Doubts in Image transformations

Hello guys,

I have gone through the first two lectures of part 1 course. So i started a project which is handwriting classification for tamil alphabets. There are 156 classes and I have about 60000 images of different handwriting images (about 250 - 350 images per class. When I ran resnet and used techniques like unfreeze and lr_find, I get an accuracy of 91% which is pretty cool. I wanted to increase the accuracy rate and so i looked at the alphabets where there were errors.

I found the alphabets which had errors. I have given two examples here. These are four classes alphabets which were misclassified about 30 times each. As you can see class 1 and 2 are somewhat similar and if some cropping happened in 2, it will look like class 1. So my doubt is maybe some cropping or some kind of transformation of images is happening. All the images in my dataset are of different sizes. I have used this command to collect the images as a databunch.

data = ImageDataBunch.from_name_re(path, fnames, pat, size = 224, bs=bs,
ds_tfms=get_transforms(do_flip=False, max_rotate=0, max_zoom=1, max_lighting=0, max_warp=0, flip_vert=False, p_affine=1, p_lighting=1)
).normalize(imagenet_stats)

Any suggestions appreciated

Hi Jayaram Subramanian Hope all is well!

Having built a number of image classifiers using the lessons 1 and 2, I can confirm your network is performing as it is designed to. From my experience and testing the more similar the images the in your classes, the greater the errors in inference and confusion.

I built a wristwatch classifier it was fine for two classes, but the accuracy fell for every additional class I added.

I think you may find, if you look at your cropped images, that not very much is cropped out, but its worth a look to be sure.

This link shows ways of examining cropped images.

image

I believe people use such things as feature engineering to help make their classifiers more accurate.

Cheers mrfabulous1 :smiley: :smiley:

Thanks @mrfabulous1 for your reply. I looked at the docs. I wasn’t exactly clear how to find the transformations that’s happening to the images I send to the model.
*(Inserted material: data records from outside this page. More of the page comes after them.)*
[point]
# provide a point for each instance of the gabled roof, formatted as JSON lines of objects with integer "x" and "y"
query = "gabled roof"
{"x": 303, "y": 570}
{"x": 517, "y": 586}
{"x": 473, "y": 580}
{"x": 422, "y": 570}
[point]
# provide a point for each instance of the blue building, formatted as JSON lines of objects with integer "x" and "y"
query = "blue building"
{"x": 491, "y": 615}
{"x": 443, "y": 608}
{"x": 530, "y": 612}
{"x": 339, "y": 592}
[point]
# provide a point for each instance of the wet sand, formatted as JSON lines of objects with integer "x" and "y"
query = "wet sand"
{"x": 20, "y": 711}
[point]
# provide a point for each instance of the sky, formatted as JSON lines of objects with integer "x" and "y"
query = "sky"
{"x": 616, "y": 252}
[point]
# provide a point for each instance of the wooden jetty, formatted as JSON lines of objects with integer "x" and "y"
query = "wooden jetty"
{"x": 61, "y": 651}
I used data.show_batch(rows=8, figsize=(6,6)) similar to lesson 1 and 2 to look at the images. Is that a correct way to look at images that is sent to the model for ?
I tried this a couple of times to look at different images from my dataset. I found that I myself could not identify on an average 5/64 (7.8%) of the images because of the some cropping / transformations. My accuracy rate is 92% so when I get 91% accuracy from the model I feel I am not surprised.
For a fact I know that I can accurately predict close to 99% or more when presented an image from the dataset without tranformations. If I am not providing the model with the correct dataset I feel I cannot expect good accuracy from the model. How do I send my dataset as accurately as possible without any transformations.
data = ImageDataBunch.from_name_re(path, fnames, pat, size = 112, bs=bs,
ds_tfms=get_transforms(do_flip=False, max_rotate=0, max_zoom=1, max_lighting=0, max_warp=0, flip_vert=False, p_affine=1, p_lighting=1)
).normalize(imagenet_stats)
My images have sizes varying from 34 * 34 to 200*150 (approximately). Is that a problem. Should I modify my dataset of images? . Another question is how can I accurately send my images to the model if I dont need transformations?